By Brian Volck
As I write this, I’m wrapping up two weeks of work on the Navajo Reservation, the place I once lived, where my sons where born, where my love for the desert is rooted like a cottonwood on a riverbank. The time has been a liturgy of remembrance: catching up with old friends as I walk the hospital hallways, revisiting places I haven’t seen in years, and walking a friend’s dog on the abandoned town airstrip while I take in the familiar and—for my heart—endlessly nurturing landscape.
Just before I traveled here from Cincinnati, a friend emailed about her recent trip to Finland where, among other things, she and her husband enjoyed a sauna. Her short account was funny and spot-on in detail, down to the intense, wood-fired heat punctuated by headlong leaps into frigid lake water. She had other wonderful things to say about her travels, but I stopped short at her sauna story, which conjured unexpectedly vivid memories of another landscape. The pixels and characters before me dissolved in my mind into images of Canadian lakeshores, the feel of a canoe on dark water, the slap of waves on a rocky spit.
The summer between my first and second years of medical school, I needed to get as far from the medical-industrial complex’s madness as possible, and an island camp in western Ontario worked for me. Like so many others since, this was a working vacation. I’d landed a volunteer position as counselor for a Jesuit-affiliated program for "abandoned, abused and neglected boys." These were ten-to-fourteen-year-olds from various US cities, living most of the year in “non-institutional, family-like homes,” with adult counselors, and gathering each summer for a wilderness adventure.

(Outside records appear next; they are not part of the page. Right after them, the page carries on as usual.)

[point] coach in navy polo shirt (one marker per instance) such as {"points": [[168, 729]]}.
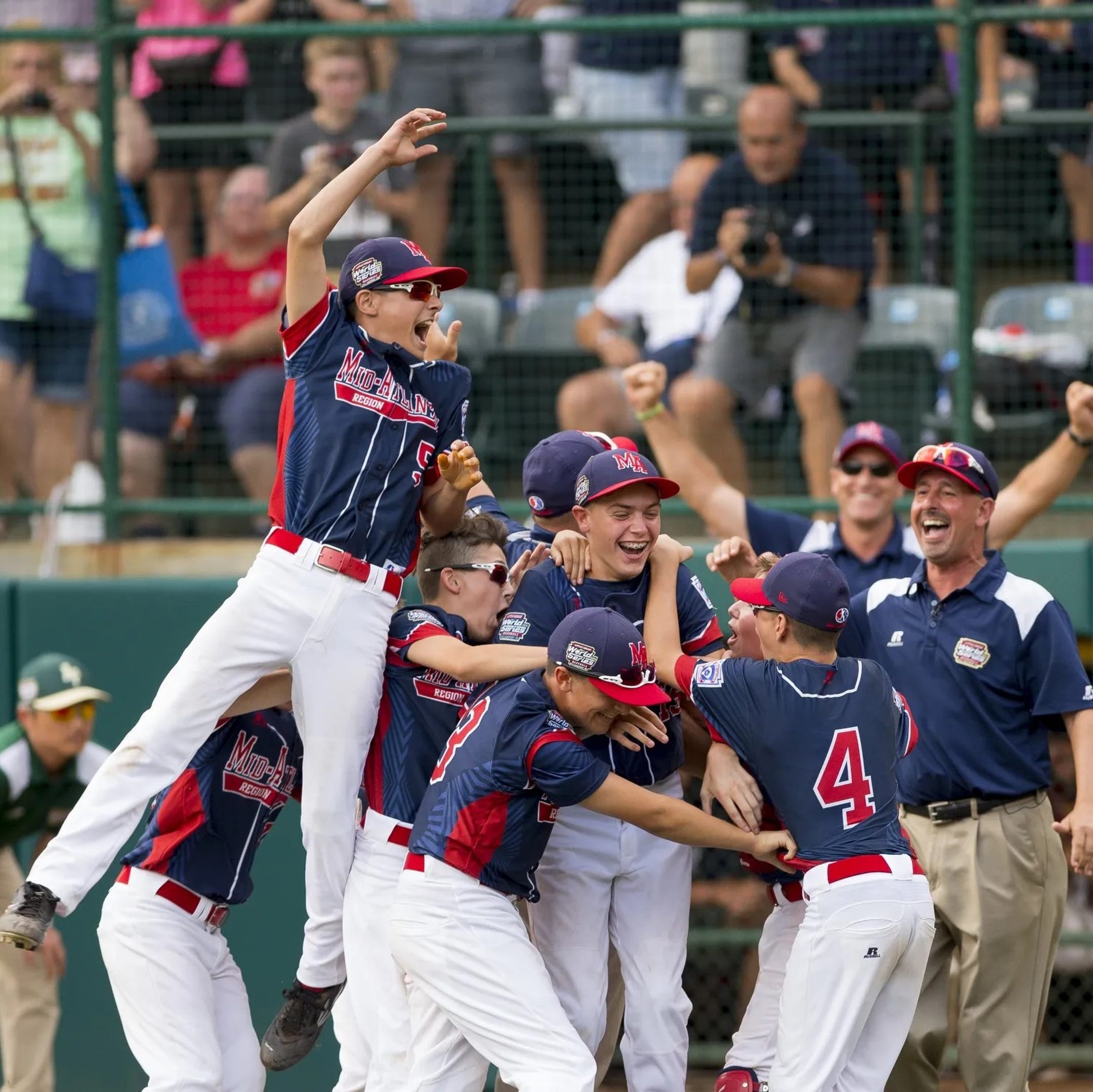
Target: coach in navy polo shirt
{"points": [[804, 301], [989, 665]]}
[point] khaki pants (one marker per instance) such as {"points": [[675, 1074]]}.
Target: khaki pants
{"points": [[605, 1053], [29, 1006], [998, 885]]}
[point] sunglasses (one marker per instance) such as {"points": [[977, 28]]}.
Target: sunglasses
{"points": [[946, 455], [877, 470], [86, 710], [627, 676], [497, 571], [420, 291]]}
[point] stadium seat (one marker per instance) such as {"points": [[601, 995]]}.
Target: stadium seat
{"points": [[913, 315], [480, 314], [549, 326]]}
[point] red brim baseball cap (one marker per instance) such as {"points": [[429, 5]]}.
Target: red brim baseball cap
{"points": [[644, 694]]}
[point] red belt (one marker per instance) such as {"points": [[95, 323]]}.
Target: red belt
{"points": [[862, 866], [337, 560], [791, 892], [185, 899]]}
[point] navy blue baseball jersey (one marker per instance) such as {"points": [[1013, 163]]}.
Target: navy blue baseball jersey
{"points": [[492, 800], [206, 827], [823, 739], [787, 532], [361, 425], [545, 596], [987, 671], [520, 537], [418, 712]]}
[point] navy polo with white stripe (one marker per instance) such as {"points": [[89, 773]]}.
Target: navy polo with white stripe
{"points": [[987, 672]]}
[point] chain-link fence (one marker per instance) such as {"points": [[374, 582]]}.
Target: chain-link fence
{"points": [[559, 186]]}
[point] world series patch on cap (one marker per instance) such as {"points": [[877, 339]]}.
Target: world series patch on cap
{"points": [[393, 260], [806, 587], [607, 650], [55, 681]]}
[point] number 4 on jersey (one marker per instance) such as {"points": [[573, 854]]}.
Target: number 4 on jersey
{"points": [[843, 782], [467, 724]]}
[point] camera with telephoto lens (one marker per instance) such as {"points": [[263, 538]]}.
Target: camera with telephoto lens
{"points": [[762, 223], [37, 101]]}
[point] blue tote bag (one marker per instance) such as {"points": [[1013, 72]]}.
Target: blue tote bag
{"points": [[151, 320]]}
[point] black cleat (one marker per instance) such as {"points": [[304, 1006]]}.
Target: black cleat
{"points": [[26, 921], [297, 1027]]}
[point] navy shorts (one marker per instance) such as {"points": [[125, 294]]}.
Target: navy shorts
{"points": [[58, 350], [245, 410]]}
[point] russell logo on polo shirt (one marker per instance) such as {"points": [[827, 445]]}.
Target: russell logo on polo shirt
{"points": [[971, 653]]}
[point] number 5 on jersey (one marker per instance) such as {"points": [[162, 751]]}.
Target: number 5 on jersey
{"points": [[467, 724], [843, 782]]}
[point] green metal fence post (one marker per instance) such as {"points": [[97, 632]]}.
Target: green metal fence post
{"points": [[964, 220], [107, 270]]}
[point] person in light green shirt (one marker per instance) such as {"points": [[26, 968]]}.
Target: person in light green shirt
{"points": [[56, 150], [46, 759]]}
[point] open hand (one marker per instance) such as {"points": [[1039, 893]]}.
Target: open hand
{"points": [[645, 385], [571, 551], [460, 466], [639, 727], [400, 142]]}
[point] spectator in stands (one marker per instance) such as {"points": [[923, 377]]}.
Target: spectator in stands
{"points": [[477, 77], [651, 291], [868, 68], [309, 151], [866, 541], [195, 81], [234, 299], [278, 85], [57, 152], [633, 74], [1063, 53], [793, 221]]}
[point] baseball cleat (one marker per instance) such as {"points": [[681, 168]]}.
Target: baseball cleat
{"points": [[739, 1080], [26, 921], [297, 1027]]}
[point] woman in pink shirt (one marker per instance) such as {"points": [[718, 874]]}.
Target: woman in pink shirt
{"points": [[189, 81]]}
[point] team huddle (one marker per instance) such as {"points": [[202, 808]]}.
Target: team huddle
{"points": [[491, 780]]}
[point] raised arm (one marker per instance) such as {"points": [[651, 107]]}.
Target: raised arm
{"points": [[477, 663], [306, 276], [1049, 474], [722, 507]]}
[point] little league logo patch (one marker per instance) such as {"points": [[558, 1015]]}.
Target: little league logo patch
{"points": [[971, 653], [582, 657], [514, 627], [708, 674], [367, 272]]}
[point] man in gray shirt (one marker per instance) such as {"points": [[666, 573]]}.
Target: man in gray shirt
{"points": [[311, 149]]}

My job was to be a steadying influence—for which I had little talent or training—while leading week-long canoe trips in a labyrinth of interconnected lakes or guiding kids through a ropes course on the back half of the island. The goal was to peel away some of the emotional armor most of the boys acquired through years of unhappy, sometimes brutal, experience and to help them learn to work as a team, perhaps even to trust one another in common pursuits. Days were full and delightfully exhausting, and the boys had an early bedtime, affording the counselors enough peace to read, write in journals, shiver in the mystery of the Northern Lights or listen for wolves singing on the mainland.
When I wasn’t doing something which qualified as “counseling,” there was plenty of other work to keep me occupied. Among other tasks, I helped construct a wooden diving dock. Planks were nailed to 2x6 boards strung between supporting log cribs, the bottoms of which rested on the lake bed. While filling the cribs with stones, two split near the base, setting everything askew. To repair the damage, I and a few others dove to the rocky lake bed, down where the light flickered, and shored up the crib bottoms with flat, heavy stones. We wore swim masks without snorkels, but no other diving equipment. The water was tea-brown and painfully cold, the winter ice that covered the lake having held until May. In the watery twilight, fingers stiffened and muscles ached. We worked for ten minutes or so at a time before pausing to warm up in the July sun, then set again to our underwater task.
What made those chilling days tolerable was the sauna waiting at the end of the workday. We stoked the oven with logs till the metal pinged and creaked, then sat naked in the close, baking air, soaking up heat. When ready, we dashed to the end of a short nearby pier and leap into the very same water we’d shivered in that afternoon. Then we ran back to the sauna and do it all over again. The extremes were exhilarating, certain evidence we were alive in the moment.
In the time between sauna and supper, I dressed and found an isolated stretch of shoreline. The pleasurable ache from physical labor and a bone-warming sauna afterglow enlarged my senses. I sat without speaking, fully attentive to the wind in the pines. The wind’s voice was omnipresent that summer, if not in fact, then at least in my memory. Often it was quiet, rising and falling like a sleeping lover’s breath. Sometimes it grew ominous, announcing an approaching storm; or demanding, as the night I awoke while camping on a tiny island, gusts flapping the tent sides like pennants, and I rushed barefoot to the shore, securing our beached canoes from being blown away and lost.
Those panicked moments ought to have left psychic scars, but when I remember the wind that summer, I feel peace, not terror. I’ve canoed in Ontario lakes since, each visit a return to that sublimity. “Every angel is terrible,” Rilke warns, though scriptural angels generally announce their arrival with words of peace and admonitions against fear. So does the risen Christ. So, I take it, does the Spirit, albeit wordlessly.
I learned many lasting things in that summer during medical school, including how to portage a canoe alone and how to properly stoke a wood-fired sauna. Before I fell in love with desert silence, I learned to love the wind stirring dark green pines on a rocky Canadian lakeshore. I still do.